Home

Hoge Raad, 16-02-2018, ECLI:NL:HR:2018:213, 17/04686

Hoge Raad, 16-02-2018, ECLI:NL:HR:2018:213, 17/04686

Gegevens

Instantie
Hoge Raad
Datum uitspraak
16 februari 2018
Datum publicatie
16 februari 2018
ECLI
ECLI:NL:HR:2018:213
Formele relaties
Zaaknummer
17/04686

Inhoudsindicatie

HR verklaart het beroep in cassatie n-o met toepassing van art. 80a RO.

Uitspraak

16 februari 2018

Nr. 17/04686

Arrest

gewezen op het beroep in cassatie van [X] te [Z] (hierna: belanghebbende) tegen de uitspraak van het Gerechtshof Arnhem-Leeuwarden van 15 augustus 2017, nr. 16/01494, betreffende de aan belanghebbende over het jaar 2010 opgelegde navorderingsaanslag in de inkomstenbelasting/premie volksverzekeringen.

1 Beoordeling van de ontvankelijkheid van het beroep in cassatie

De Hoge Raad is van oordeel dat de aangevoerde klachten geen behandeling in cassatie rechtvaardigen omdat de partij die het cassatieberoep heeft ingesteld klaarblijkelijk onvoldoende belang heeft bij het cassatieberoep dan wel omdat de klachten klaarblijkelijk niet tot cassatie kunnen leiden.

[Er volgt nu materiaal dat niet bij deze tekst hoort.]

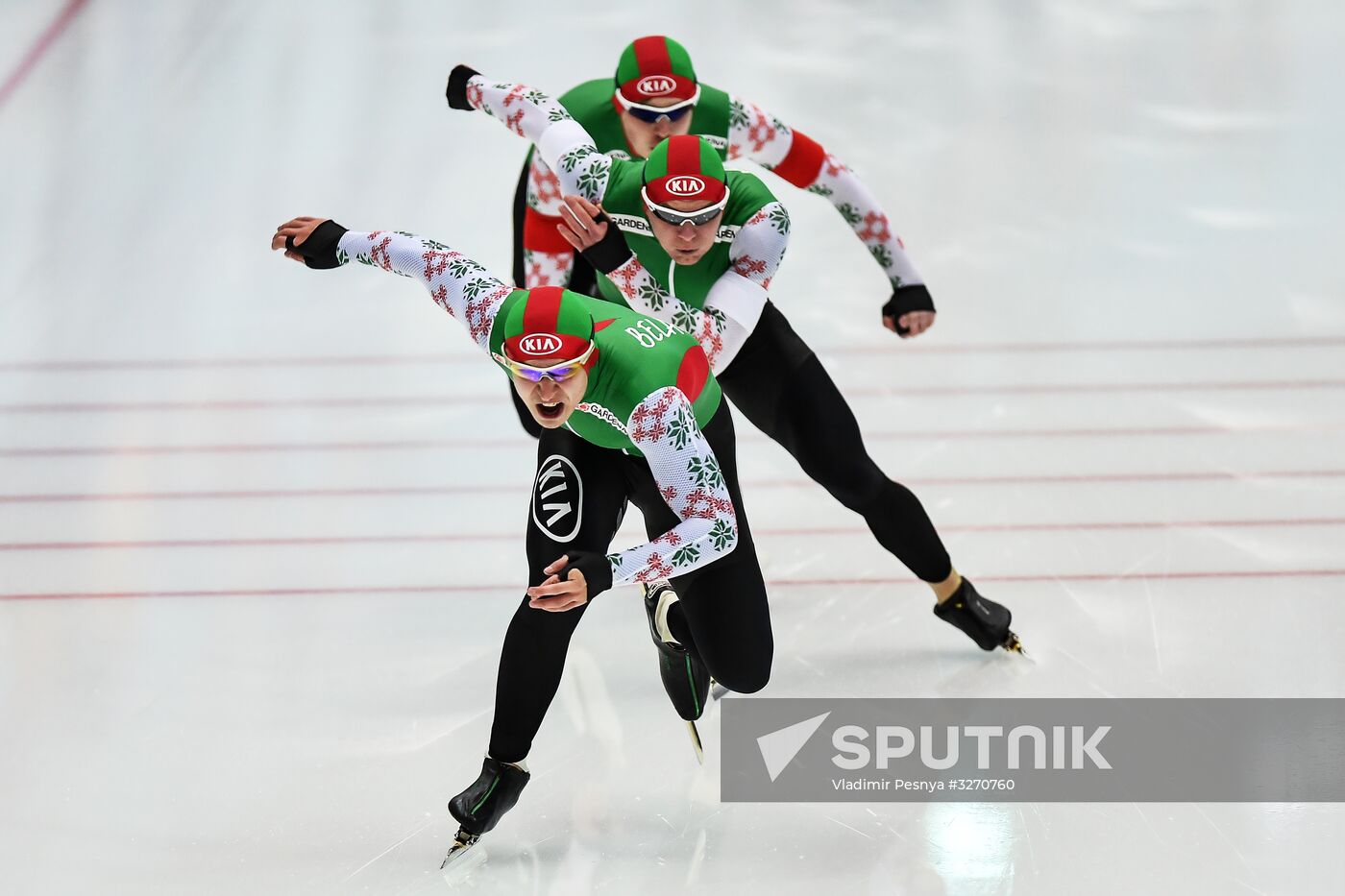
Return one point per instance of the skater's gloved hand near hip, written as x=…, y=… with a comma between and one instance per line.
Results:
x=311, y=241
x=572, y=581
x=588, y=229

De Hoge Raad zal daarom – gezien artikel 80a van de Wet op de rechterlijke organisatie en gehoord de Procureur‑Generaal – het beroep in cassatie niet‑ontvankelijk verklaren.

2 Beslissing

De Hoge Raad verklaart het beroep in cassatie niet‑ontvankelijk.

Dit arrest is gewezen door de raadsheer J. Wortel als voorzitter, en de raadsheren Th. Groeneveld en A.F.M.Q. Beukers-van Dooren, in tegenwoordigheid van de waarnemend griffier F. Treuren, en in het openbaar uitgesproken op 16 februari 2018.